So while it always seemed like you knew more or less the details of your immediate future, every day was in fact another opportunity for absolutely anything to happen.

You are needed and wanted and welcome in this world, why should life not reach out to support you? If you have any lingering beliefs as to why life should not rise up in full glory and infinite creativity to support you, now is a great time to notice them and kiss them goodbye.

These beliefs usually come in layers, so even if you have dissolved them on one level, once you get to the next level and you are about to repattern, you are given the opportunity to access the next, more subtle layer of your old-era beliefs so that you can clear them before the repatterning is set for the next phase.

Each time you get to investigate increasingly subtle aspects of your beliefs. I am in process of doing this right now, as I am squirming uncomfortably between patterns!

Even though this space of being in between is uncertain and uncomfortable, it is the best place to locate these artifacts of conditionality, the places we say no to life.

Anyway, I’ve gone on at length about fear. I was afraid, too.

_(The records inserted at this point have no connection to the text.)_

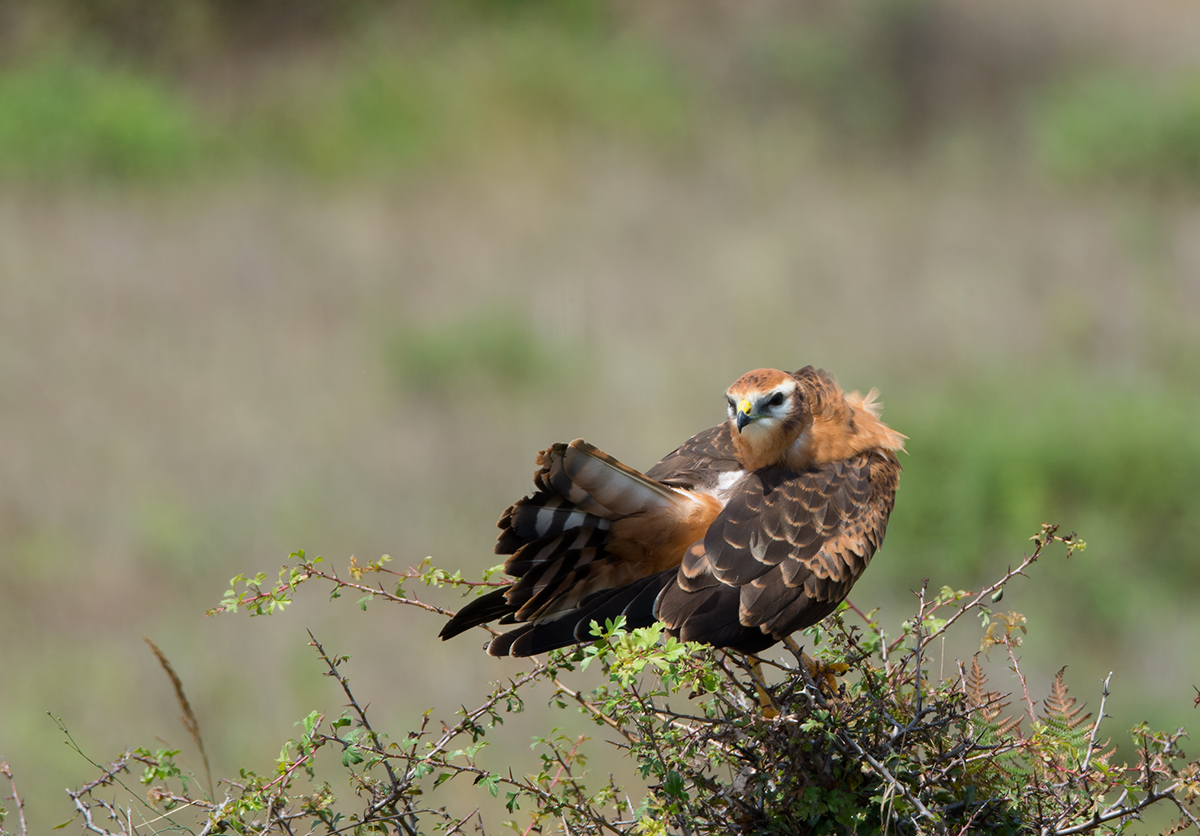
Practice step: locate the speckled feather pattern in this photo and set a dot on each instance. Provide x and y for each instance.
(733, 555)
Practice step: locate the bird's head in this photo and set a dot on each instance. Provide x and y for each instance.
(766, 402)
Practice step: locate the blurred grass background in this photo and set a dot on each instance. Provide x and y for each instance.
(325, 276)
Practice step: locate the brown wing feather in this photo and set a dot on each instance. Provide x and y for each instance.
(785, 551)
(700, 461)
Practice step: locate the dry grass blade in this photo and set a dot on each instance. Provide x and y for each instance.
(190, 722)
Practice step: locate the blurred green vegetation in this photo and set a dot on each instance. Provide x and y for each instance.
(69, 115)
(127, 91)
(1122, 126)
(496, 349)
(1117, 458)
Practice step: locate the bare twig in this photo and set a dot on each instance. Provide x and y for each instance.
(16, 798)
(1096, 727)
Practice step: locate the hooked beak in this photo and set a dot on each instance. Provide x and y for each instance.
(743, 415)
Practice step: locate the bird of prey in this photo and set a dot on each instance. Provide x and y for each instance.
(748, 531)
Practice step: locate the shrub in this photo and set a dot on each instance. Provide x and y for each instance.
(858, 739)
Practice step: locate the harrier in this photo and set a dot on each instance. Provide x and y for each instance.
(750, 530)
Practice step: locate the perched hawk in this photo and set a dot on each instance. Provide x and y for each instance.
(750, 530)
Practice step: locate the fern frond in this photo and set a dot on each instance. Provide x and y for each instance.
(1060, 709)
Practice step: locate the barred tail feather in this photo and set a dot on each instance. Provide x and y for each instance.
(570, 565)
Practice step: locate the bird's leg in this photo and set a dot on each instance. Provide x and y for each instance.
(769, 707)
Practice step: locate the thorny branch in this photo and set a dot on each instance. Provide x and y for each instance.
(888, 747)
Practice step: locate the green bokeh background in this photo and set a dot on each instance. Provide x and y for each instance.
(303, 275)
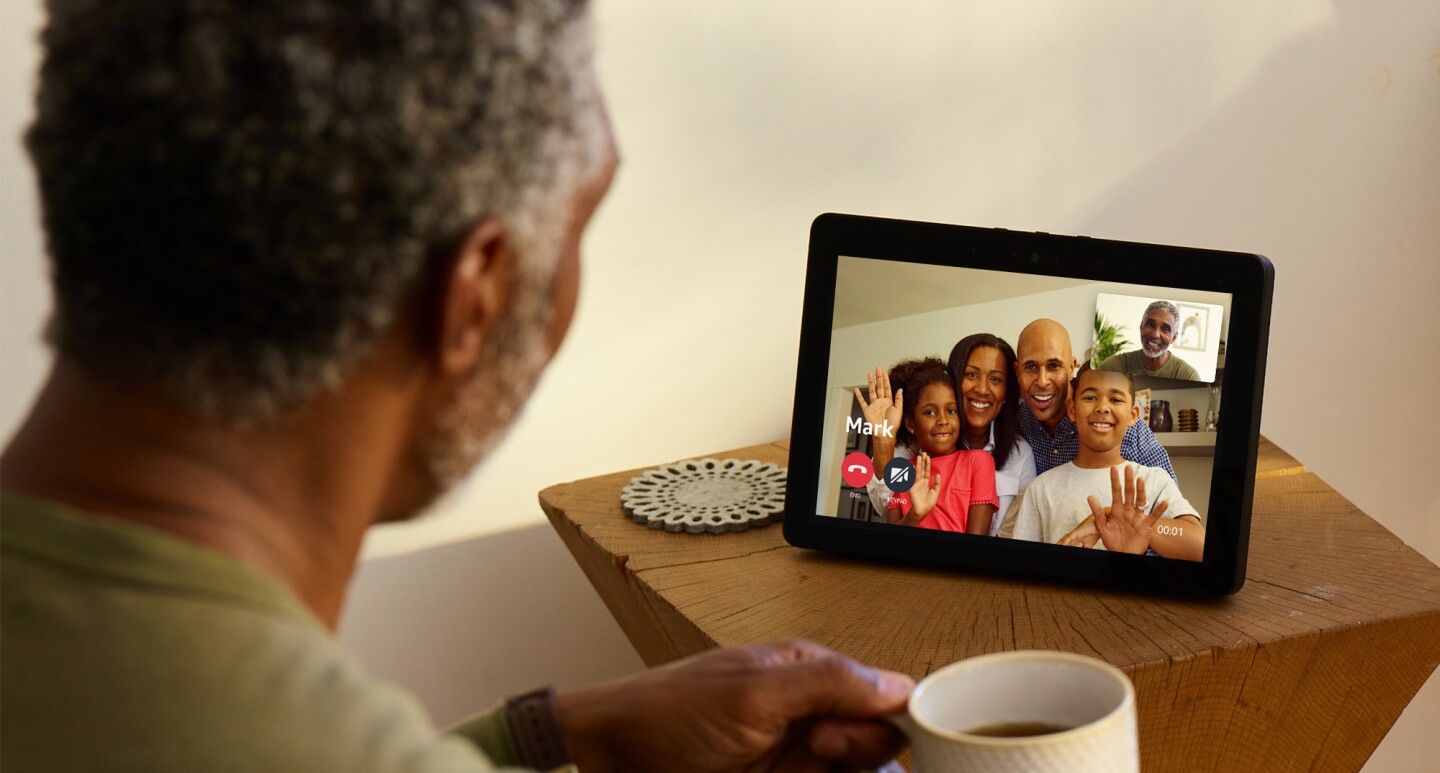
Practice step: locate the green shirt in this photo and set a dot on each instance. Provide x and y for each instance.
(130, 649)
(1132, 363)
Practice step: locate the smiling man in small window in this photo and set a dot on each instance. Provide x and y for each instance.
(1158, 330)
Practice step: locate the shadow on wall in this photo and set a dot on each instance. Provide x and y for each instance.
(468, 624)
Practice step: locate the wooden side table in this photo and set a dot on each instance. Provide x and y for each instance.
(1337, 628)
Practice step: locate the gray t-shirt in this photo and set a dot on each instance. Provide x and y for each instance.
(1134, 363)
(1057, 501)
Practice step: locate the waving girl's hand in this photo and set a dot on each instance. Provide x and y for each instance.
(882, 409)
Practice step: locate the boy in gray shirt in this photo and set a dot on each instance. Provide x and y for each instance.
(1090, 500)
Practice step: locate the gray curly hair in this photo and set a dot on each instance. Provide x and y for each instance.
(1167, 305)
(242, 197)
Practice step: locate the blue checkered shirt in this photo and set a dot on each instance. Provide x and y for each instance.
(1138, 445)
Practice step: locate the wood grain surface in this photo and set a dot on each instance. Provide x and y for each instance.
(1337, 628)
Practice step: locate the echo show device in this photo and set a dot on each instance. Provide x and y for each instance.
(1030, 405)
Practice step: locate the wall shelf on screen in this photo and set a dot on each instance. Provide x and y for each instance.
(1187, 444)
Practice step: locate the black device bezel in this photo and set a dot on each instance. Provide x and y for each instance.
(1247, 278)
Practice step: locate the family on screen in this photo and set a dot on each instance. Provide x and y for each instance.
(1020, 444)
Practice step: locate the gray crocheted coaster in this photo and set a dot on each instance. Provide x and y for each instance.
(713, 495)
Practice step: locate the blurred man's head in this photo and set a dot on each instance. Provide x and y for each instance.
(1158, 328)
(244, 199)
(1043, 367)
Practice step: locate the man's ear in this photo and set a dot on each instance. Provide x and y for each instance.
(473, 295)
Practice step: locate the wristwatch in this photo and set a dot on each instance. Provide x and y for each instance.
(536, 730)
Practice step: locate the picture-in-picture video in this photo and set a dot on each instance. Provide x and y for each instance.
(1015, 406)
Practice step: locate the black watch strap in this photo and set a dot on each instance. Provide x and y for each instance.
(536, 730)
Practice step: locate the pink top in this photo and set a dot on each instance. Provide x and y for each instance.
(966, 478)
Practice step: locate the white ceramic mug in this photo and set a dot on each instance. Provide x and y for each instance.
(1092, 700)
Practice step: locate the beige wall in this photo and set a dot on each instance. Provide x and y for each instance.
(1303, 130)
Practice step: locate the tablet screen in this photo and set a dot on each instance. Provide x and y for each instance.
(1021, 406)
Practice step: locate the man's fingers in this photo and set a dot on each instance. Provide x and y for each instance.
(867, 743)
(831, 685)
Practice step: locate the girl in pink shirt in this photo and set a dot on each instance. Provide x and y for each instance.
(955, 488)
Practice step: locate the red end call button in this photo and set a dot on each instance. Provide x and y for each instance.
(857, 469)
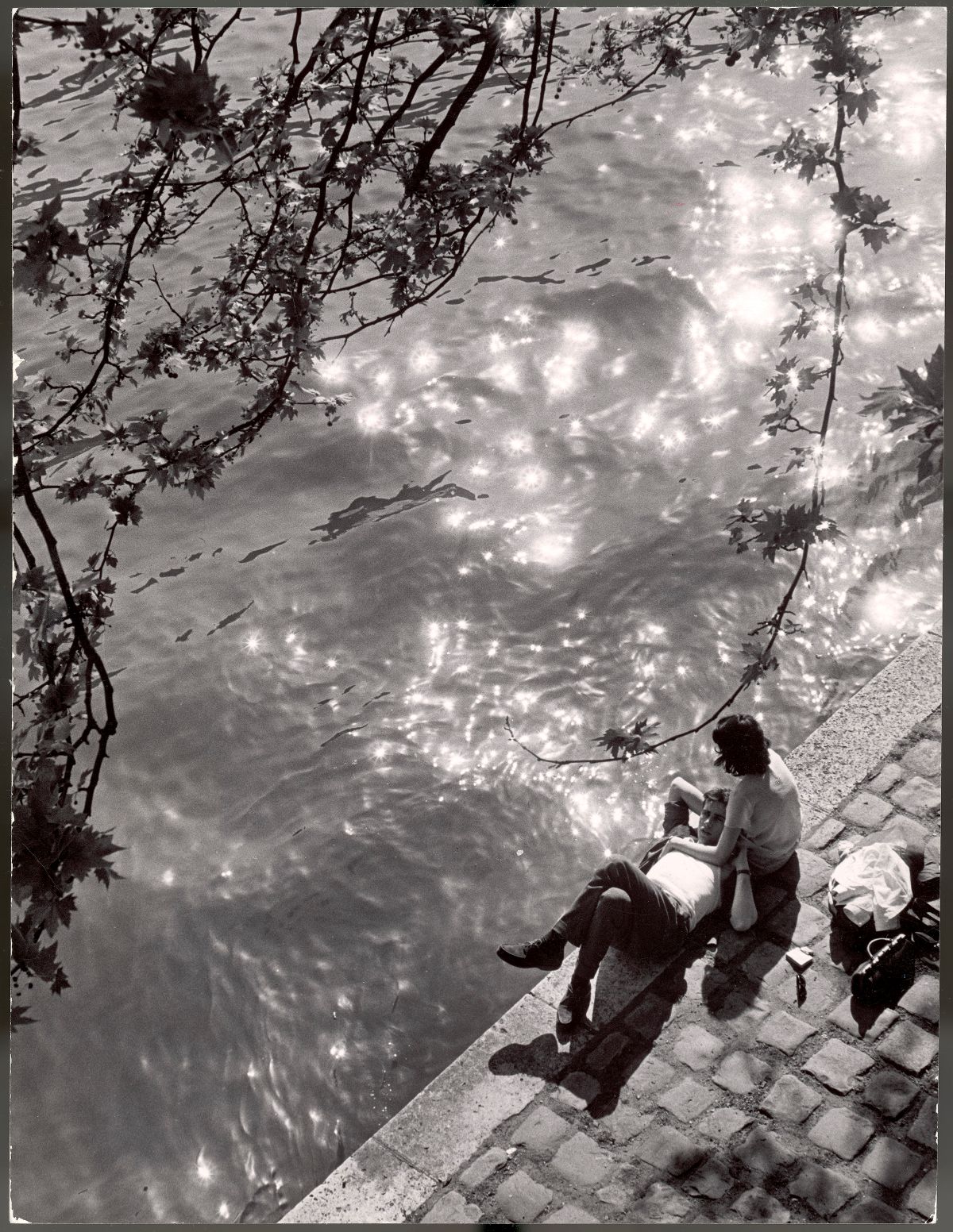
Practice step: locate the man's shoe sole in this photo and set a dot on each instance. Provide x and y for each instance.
(522, 962)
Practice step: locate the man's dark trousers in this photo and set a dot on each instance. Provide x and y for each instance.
(620, 906)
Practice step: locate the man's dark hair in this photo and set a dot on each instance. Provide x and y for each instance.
(718, 794)
(741, 745)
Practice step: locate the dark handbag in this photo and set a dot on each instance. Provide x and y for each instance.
(886, 972)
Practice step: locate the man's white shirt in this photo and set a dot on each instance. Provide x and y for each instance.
(693, 884)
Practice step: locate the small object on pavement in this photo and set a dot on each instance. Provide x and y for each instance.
(799, 959)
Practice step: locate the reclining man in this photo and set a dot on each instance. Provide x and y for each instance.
(627, 907)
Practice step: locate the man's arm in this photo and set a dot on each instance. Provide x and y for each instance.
(718, 855)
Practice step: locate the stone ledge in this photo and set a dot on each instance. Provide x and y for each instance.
(845, 749)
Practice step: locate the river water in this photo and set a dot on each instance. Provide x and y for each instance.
(326, 828)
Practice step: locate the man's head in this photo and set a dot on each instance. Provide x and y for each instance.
(712, 822)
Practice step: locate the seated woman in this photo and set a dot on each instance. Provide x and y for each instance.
(763, 806)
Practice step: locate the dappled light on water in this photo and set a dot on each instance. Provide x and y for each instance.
(520, 513)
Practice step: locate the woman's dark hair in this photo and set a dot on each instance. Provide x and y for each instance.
(741, 745)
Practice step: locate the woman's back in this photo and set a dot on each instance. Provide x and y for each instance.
(767, 808)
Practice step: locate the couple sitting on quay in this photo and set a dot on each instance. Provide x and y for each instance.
(752, 830)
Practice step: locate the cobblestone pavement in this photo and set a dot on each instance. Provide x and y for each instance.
(725, 1093)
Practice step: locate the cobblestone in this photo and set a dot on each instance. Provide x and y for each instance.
(667, 1149)
(870, 1210)
(790, 1099)
(582, 1162)
(480, 1169)
(885, 779)
(577, 1089)
(858, 1020)
(910, 1047)
(651, 1076)
(815, 874)
(890, 1163)
(922, 1198)
(825, 834)
(917, 795)
(522, 1199)
(837, 1066)
(724, 1122)
(687, 1100)
(613, 1195)
(785, 1033)
(762, 1151)
(743, 1011)
(757, 1207)
(867, 810)
(741, 1073)
(661, 1204)
(922, 999)
(713, 1180)
(924, 758)
(569, 1215)
(650, 1015)
(889, 1093)
(797, 923)
(624, 1122)
(696, 1047)
(924, 1130)
(451, 1207)
(540, 1131)
(730, 944)
(843, 1133)
(611, 1047)
(824, 1189)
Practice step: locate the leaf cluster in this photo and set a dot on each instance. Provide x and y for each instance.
(912, 412)
(779, 530)
(624, 743)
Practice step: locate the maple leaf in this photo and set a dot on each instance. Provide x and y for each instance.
(19, 1017)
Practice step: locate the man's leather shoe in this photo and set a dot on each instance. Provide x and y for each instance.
(546, 955)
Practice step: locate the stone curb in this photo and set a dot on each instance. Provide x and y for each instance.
(428, 1141)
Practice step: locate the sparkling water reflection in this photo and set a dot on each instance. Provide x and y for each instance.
(327, 828)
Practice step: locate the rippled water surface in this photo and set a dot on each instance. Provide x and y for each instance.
(326, 828)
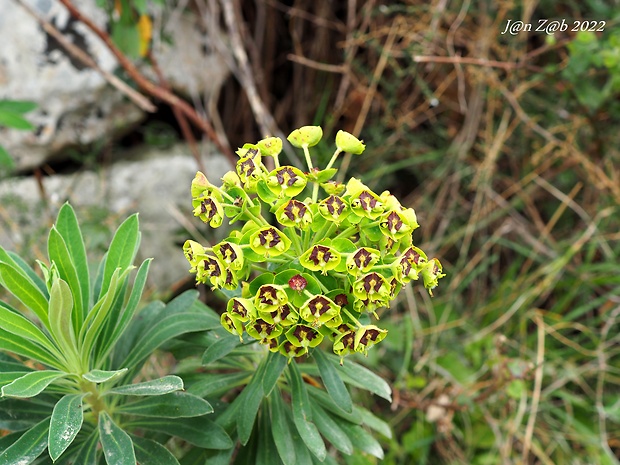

And I still am, every single time I break out of another shell and emerge into another unknown state of being. It can take a while for the new pattern to come into focus. Sometimes it happens faster, but during the times when it takes very long, there is a lot of fear. Maybe I’ll get to the point where I no longer feel fear when I’m in between patterns. It’s funny though, now when I feel the most fear it’s kind of an indicator that big things are happening.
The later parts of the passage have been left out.